In the present case a party submission was made on 29 March 2006 suggesting the appointment of an expert (see paragraph 11 of the judgment), and a hearing took place on the same date (see paragraph 12 of the judgment).

This being the background, and although the wording of paragraph 12 of the judgment shows that no direct question was put by the court to the parties concerning the expert’s character, one has to conclude that, for the purposes of the aforementioned section 251, the parties had been duly heard on the request to appoint an expert: the domestic court had received the defendant party’s written request, and it convened a hearing in which the applicant party appeared, so that the proceedings were adversarial. Of course, in such circumstances there is no need for the minutes of the hearing to record the full range of issues covered by the hearing. Also, as a rule, if an issue is passed over in silence “in the minutes of the hearing”, there is no reason to consider that the parties have not been heard on the matter, if the same matter was among those to be discussed because of a petition, to which no party objected, such that it was granted. At any rate, should such a procedural flaw have occurred, it was again the parties’ responsibility – under the relevant rules of civil procedure – to raise an objection as soon as possible, whereas in this case six years passed without any one voicing doubts about the manner in which this hearing had been conducted. The applicable rules of civil procedure are in the hands of the parties and, if they have something to say, they should do so, as I mentioned before with reference to the Court’s case-law.

Bearing this in mind, and given that the Court cannot reproach the domestic court with failing to “explicitly” hear the parties on the appointment of the expert, although a hearing was convened in which a written submission was examined and granted, I (once more) cannot understand the content of paragraph 73 of the judgment, which – after citing section 251 of the Act - refers to the commissioning of an expert report as a matter “within the competence of the court conducting the proceedings”. Whatever that may mean, in my view, no flaw can be inferred from the domestic court’s conduct of the procedural steps leading to commissioning of the expert.

16. Lastly, I must emphasise that in paragraph 74 the judgment also expresses the view that the domestic court “was expressly required” by the Act, but “failed”, to invite the expert “to state her relationship with the parties”, even though she was warned about the legal consequences of perjury. The majority refer to the provision of section 258 of the Act, in the part in which it reads:

“[The expert] shall be cautioned regarding the consequences of perjury. After this, the expert shall be asked to give his or her name and surname, his or her father’s name, address, place of birth, age and relationship to the party .”

17. Again, the above passage of the majority’s reasoning appears obscure to me. In my view, whatever the domestic law may treat as perjury, omitting to state a relevant relationship may be relevant only if such a relevant relationship existed. Otherwise, courts’ minutes are usually short and sparing.

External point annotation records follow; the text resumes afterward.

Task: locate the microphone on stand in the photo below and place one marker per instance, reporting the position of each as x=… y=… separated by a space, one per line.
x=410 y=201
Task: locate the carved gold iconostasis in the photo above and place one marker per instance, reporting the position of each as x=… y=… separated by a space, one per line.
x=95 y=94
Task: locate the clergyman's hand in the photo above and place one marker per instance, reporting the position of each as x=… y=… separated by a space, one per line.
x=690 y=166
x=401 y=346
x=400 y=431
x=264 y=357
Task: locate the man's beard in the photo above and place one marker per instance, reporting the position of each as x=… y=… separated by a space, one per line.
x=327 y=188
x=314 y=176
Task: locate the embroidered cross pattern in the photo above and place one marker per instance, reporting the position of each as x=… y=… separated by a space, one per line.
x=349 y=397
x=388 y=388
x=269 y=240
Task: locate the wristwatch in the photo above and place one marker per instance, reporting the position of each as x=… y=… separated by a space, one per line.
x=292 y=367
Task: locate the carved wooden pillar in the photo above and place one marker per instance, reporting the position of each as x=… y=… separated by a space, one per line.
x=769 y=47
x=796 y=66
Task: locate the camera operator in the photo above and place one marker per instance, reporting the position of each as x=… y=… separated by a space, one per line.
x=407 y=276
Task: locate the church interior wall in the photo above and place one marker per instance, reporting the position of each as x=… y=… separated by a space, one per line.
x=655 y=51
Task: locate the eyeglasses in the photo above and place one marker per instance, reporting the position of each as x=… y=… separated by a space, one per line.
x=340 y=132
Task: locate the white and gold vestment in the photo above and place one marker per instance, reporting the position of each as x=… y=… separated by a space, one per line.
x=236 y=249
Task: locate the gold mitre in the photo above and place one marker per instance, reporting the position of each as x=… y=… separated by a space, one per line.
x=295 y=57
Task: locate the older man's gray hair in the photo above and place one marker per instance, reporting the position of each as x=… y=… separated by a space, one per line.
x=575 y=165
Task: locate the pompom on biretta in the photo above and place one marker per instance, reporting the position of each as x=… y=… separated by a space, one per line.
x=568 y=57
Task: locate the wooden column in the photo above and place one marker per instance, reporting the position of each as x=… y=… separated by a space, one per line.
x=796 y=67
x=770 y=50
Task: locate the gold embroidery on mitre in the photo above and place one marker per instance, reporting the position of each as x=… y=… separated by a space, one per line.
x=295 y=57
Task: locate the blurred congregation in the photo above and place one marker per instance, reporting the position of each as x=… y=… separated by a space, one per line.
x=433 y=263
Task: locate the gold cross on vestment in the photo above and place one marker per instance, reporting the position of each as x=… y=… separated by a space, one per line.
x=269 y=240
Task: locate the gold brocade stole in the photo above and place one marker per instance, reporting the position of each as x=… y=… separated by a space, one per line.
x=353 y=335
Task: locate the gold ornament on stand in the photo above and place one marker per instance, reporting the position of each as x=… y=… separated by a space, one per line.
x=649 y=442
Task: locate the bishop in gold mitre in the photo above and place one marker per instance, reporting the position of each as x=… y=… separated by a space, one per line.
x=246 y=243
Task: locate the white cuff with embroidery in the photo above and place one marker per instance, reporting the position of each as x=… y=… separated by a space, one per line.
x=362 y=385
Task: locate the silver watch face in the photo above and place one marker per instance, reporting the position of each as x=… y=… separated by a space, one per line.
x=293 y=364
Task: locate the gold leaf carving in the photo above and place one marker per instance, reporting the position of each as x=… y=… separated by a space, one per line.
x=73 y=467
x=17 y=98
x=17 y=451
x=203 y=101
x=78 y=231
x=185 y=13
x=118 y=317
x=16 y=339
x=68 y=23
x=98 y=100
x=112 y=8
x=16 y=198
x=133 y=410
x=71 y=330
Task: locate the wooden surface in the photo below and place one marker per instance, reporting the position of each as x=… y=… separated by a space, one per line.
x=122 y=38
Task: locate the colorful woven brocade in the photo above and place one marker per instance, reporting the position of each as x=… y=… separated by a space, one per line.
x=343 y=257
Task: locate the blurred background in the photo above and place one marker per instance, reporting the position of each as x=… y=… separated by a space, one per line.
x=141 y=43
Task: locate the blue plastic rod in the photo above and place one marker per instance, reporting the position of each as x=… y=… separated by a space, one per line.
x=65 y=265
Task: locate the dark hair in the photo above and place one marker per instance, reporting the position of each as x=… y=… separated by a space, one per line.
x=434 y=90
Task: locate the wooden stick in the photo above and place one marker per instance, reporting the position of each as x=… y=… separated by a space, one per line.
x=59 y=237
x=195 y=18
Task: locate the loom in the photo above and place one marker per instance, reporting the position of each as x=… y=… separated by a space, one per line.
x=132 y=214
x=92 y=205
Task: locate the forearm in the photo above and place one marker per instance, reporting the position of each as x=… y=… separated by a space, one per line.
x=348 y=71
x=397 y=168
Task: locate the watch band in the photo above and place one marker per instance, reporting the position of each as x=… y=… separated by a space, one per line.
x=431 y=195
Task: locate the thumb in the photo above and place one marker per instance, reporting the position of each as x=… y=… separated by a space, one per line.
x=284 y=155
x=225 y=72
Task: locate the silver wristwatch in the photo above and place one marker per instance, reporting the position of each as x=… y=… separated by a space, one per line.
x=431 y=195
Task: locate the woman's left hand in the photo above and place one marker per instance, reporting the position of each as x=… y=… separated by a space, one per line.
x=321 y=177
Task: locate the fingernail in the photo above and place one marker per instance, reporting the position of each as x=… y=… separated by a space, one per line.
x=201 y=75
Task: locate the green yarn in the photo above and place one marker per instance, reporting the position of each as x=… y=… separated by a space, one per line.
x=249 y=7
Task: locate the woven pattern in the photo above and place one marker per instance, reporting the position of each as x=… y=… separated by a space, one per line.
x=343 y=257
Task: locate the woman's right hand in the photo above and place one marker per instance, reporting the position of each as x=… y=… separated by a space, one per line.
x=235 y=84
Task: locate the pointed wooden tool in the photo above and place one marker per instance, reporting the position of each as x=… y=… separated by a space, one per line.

What is material to our case is that no relevant employment relationship existed, as the domestic court unambiguously explained.

18. To conclude, for the purposes of developing the Court’s case-law on the procedural aspects of requesting the disqualification of court experts, the findings of the judgments have strong merit; however, some other, sometimes obscure, findings – although they should be considered as obiter dicta - are unacceptable and need clarifications.